During my short and not-quite-perfectly formed two-year tenure, I did have my successes – including the Tasmanian Dams case (the ‘spy-flights’ saga notwithstanding); negotiating the severance of last constitutional links with the UK; sneaking through improved FOI access (while Hawke and Keating were not looking, for which they never forgave me); relaxing censorship laws; toughening trade practices, companies and insurance legislation; improving the Family Law Act; and establishing a national DPP. That’s my story and I’m sticking to it. But I failed to make any headway at all on some of my biggest ambitions, including a national bill of rights, fixed term parliaments, national no-fault accident compensation, and uniform national defamation law. And none of my perceived successes were, in the eyes of some of my Labor Lawyer colleagues, remotely enough to compensate for my perceived sins.

These included establishing a National Crime Authority, making a couple of early judicial appointments from outside the family, and – something I do lament to this day – not fighting back hard enough against Bob Hawke’s over-reaction to ASIO’s fingering of David Combe as a security risk. But no single issue caused me more grief than the crusade against Lionel Murphy that began with the Age Tapes allegations in February ’84, where I was simultaneously attacked from the right for being over-solicitous to the judge, and from my colleagues on the left for being insufficiently robust in his defence.

I suspect there are some issues like this – and that Mark Dreyfus, Nicola Roxon, and Jill Hennessy will bear me out from their own experience – on which first law officers can never win: where legal and political imperatives compete, and you are damned if you do, and damned if you don’t.

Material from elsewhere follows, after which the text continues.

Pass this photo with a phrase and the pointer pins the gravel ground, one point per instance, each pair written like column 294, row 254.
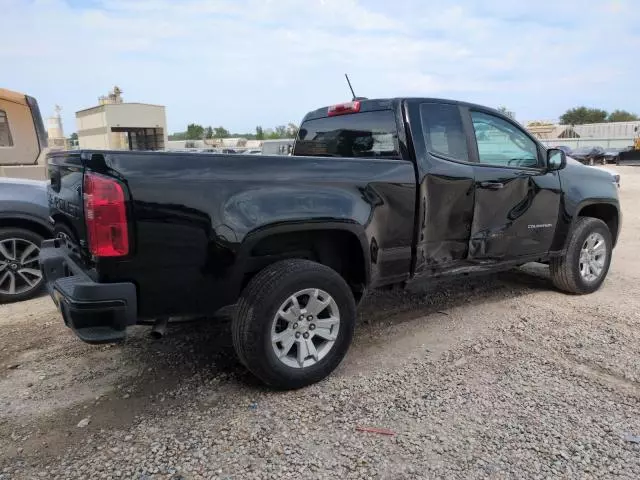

And all of us in the law reform business have to come to terms with the reality – which took me, being then young and foolish, longer to appreciate than it should have – that most of our ministerial colleagues are not at all interested in what we trying to do, and – no doubt accurately – see most of the electorate as sharing their indifference. In my case, the prevailing view, starting with the Prime Minister, was that my preoccupations might have been great media fodder while we were in opposition, getting stuck into the Coalition, but in government they were a ‘wank’ – and, as Hawke put it to me on one memorable occasion, not just a common and garden wank, but a ‘two hand job’.

My unceremonious departure from the A-G’s portfolio at the end of 1984, the dream job on which I had long set my heart, sent off by the Prime Minister to other ministerial pastures which he insisted would be in my own longer-term interest – and I guess he was proved right – marked the end of my own direct engagement with the law, law reform and, after its first ten years, the Society of Labor Lawyers. Looking back on it all at the time, I was reminded of the famous last words (at least in Tom Keneally’s telling) of the Aboriginal outlaw Jimmy Governor on his way to the gallows: ‘Fucking bushranging’s not all it’s cracked up to be’.

Within the Australian political and constitutional system, the way of the law reformer will always be hard. But it is crucial if we want to achieve, as we must, a decent and just society of which we can all be proud. And when we think of how dramatically community attitudes on issues like racial and sexual discrimination, same-sex marriage, and hopefully now domestic violence, have changed over my political lifetime, the way of the reformer might not be quite as hard as I have described.

But harnessing and mobilizing the energy of dedicated, principled, creative and committed lawyers is critical to the success of that enterprise. That is a role that the Victorian Society of Labor Lawyers, and its national and other state counterparts, have played superbly in the past and can again with the kind of rejuvenation efforts being put in by Owen Nanlohy and his team who have brought us together today and this evening. I thank everyone here for what you have done in the past, and wish you every possible success in the achievements to come.